An additional initialisation option is also included in PonyGE2 which may be of some use in the case of Genetic Improvement. An option is available to initialise the entire population with only identical copies of the specified seed individual (or individuals). If only one target seed is specified, the initial population will consist of POPULATION_SIZE
copies of that individual. If multiple target seeds are specified, the initial population will consist of equal amounts of copies of each specified seed. This option can be specified with the argument:
--initialisation seed_individuals
or by setting the parameter INITIALISATION
to seed_individuals
in either a parameters file or in the params dictionary.
An example parameters file for seeding runs with a number of individuals has been included in the parameters folder under seed_run_target.txt
. An example folder named example_pop
with a range of compatible formatting types for seeding target solutions is included in the seeds
directory.
It is possible to set the random seeds for the various random number generators (RNGs) used by PonyGE2 in order to exactly re-create any given evolutionary run. All PonyGE2 runs by default save their random seeds. By simply specifying the argument:
--random_seed [RANDOM_SEED]
or by setting the parameter RANDOM_SEED
to [RANDOM_SEED]
in either a parameters file or in the params dictionary, where [RANDOM_SEED]

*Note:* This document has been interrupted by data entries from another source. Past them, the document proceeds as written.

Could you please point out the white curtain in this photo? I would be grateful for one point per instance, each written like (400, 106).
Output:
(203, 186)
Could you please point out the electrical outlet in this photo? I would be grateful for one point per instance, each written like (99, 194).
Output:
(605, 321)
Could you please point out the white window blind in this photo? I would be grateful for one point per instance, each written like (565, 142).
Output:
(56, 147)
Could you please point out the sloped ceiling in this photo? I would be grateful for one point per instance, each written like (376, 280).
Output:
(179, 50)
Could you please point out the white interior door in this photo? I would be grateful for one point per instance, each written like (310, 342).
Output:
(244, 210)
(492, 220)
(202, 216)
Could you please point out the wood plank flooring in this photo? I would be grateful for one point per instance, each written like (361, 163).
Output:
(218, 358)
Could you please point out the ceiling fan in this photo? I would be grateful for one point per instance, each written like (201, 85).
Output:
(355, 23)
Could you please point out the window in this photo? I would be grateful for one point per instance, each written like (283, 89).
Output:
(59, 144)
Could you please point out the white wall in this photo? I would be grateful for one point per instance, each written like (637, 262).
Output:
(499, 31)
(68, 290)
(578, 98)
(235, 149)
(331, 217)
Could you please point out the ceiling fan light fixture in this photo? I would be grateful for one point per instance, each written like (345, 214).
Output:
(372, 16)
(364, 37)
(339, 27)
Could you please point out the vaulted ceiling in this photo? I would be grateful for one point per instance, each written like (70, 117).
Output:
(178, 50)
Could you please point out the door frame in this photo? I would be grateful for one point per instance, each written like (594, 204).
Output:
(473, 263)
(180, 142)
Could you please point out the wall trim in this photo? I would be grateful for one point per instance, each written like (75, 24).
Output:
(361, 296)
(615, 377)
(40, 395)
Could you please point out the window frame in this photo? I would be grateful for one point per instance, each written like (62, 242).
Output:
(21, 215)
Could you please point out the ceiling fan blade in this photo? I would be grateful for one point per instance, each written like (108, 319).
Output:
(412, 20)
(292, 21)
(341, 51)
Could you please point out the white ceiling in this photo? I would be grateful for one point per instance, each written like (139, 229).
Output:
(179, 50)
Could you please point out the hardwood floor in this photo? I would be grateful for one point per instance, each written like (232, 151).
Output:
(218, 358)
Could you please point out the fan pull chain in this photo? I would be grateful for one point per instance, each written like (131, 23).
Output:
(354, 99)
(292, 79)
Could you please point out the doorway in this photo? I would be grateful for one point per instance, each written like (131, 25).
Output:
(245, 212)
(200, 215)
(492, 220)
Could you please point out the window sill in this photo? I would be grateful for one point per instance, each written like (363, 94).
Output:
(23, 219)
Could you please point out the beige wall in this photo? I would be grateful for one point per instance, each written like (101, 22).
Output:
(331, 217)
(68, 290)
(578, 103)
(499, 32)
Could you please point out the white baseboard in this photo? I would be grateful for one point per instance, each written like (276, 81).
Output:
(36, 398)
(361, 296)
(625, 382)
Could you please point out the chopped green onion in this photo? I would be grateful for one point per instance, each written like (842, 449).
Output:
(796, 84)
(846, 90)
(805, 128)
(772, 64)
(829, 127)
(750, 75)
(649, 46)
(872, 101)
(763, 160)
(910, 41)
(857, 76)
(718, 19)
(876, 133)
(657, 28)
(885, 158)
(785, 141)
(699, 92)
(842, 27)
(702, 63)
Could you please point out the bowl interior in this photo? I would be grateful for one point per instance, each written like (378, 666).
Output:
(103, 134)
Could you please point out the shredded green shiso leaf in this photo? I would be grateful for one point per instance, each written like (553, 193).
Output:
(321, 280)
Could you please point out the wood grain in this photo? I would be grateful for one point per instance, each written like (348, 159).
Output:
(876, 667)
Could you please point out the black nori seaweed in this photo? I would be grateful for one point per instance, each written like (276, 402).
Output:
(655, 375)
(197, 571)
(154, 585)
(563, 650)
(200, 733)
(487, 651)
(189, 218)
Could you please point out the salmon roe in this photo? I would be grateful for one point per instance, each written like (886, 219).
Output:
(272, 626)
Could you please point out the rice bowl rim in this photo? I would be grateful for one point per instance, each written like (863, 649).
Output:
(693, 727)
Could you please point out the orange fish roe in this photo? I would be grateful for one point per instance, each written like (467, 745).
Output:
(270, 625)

is an integer which specifies the desired random seed.
At present, the main branch of PonyGE2 only uses two RNGs:
- The core Python
random
module, and - The numpy
np.random
module.
Both of these RNGs are set using the same seed. When the RANDOM_SEED
parameter is set, and provided the grammar, fitness function, and all parameters remain unchanged, then PonyGE2 will produce identical results to any previous run executed using this random seed.